As Flynn, Bergin shovels on his back-story in an OTT parody of a Northern Irish hard man, his acting as arch as his dialogue. He bludgeons his way through every scene he's in. Sometimes Vinnie shouts back at him - which is not a good idea - it seems to encourage new levels of sneering and eye-rolling.
Lost in the underwritten background of "Johnny Was" is an ill-at-ease Roger Daltrey cameo which is meant to be "hard" but isn't; an insignificant young sidekick for the escaped terrorist who's uselessly around for the duration; and the odd stereotypical good mate, thug or low-life, all by-the-numbers and forgettable.

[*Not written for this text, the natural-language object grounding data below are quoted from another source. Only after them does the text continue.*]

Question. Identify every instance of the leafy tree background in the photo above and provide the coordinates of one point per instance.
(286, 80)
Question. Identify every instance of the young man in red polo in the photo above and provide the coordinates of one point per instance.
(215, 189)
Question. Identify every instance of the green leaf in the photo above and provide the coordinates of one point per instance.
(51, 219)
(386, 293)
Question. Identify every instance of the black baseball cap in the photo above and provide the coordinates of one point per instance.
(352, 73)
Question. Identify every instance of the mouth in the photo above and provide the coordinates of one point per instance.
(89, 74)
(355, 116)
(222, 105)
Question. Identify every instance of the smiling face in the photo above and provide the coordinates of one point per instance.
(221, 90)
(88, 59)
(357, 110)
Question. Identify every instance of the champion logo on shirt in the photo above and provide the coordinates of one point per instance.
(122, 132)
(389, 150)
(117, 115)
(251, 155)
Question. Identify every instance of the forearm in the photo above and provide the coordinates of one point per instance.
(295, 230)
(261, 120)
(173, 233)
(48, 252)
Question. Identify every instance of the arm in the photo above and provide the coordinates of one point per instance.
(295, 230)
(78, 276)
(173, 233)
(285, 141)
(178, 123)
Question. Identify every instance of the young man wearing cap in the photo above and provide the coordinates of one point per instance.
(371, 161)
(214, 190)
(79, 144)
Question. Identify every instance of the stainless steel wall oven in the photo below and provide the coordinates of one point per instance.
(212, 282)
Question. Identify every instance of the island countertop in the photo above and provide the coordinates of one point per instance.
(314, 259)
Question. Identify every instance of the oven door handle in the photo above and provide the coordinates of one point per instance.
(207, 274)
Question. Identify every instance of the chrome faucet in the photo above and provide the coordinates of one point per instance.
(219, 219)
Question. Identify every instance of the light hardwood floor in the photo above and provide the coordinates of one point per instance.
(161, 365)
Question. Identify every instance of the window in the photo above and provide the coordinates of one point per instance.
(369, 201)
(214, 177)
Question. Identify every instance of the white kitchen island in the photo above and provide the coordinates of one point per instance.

The plot depends on meaningless deceits, incredible twists and gullible people. Characters appear and disappear just to help the exposition of a scene, or to inject some arbitrary plot point. People suddenly have guns or knives, or bombs. The action (mostly shooting) just happens. It's all played in a monotone. Even the photography is flat, neither stylised or natural. It would all be fun if there was a tongue in a cheek somewhere, or a modicum of style, but there isn't.
And then there's the ending. Oh dear.
What I can't understand is, what makes this a "movie" at all? The cast of C-list celebrities? An average episode of The Sweeney (or even current fluff like BBC's "Hustle") has better writing, production, direction and personality.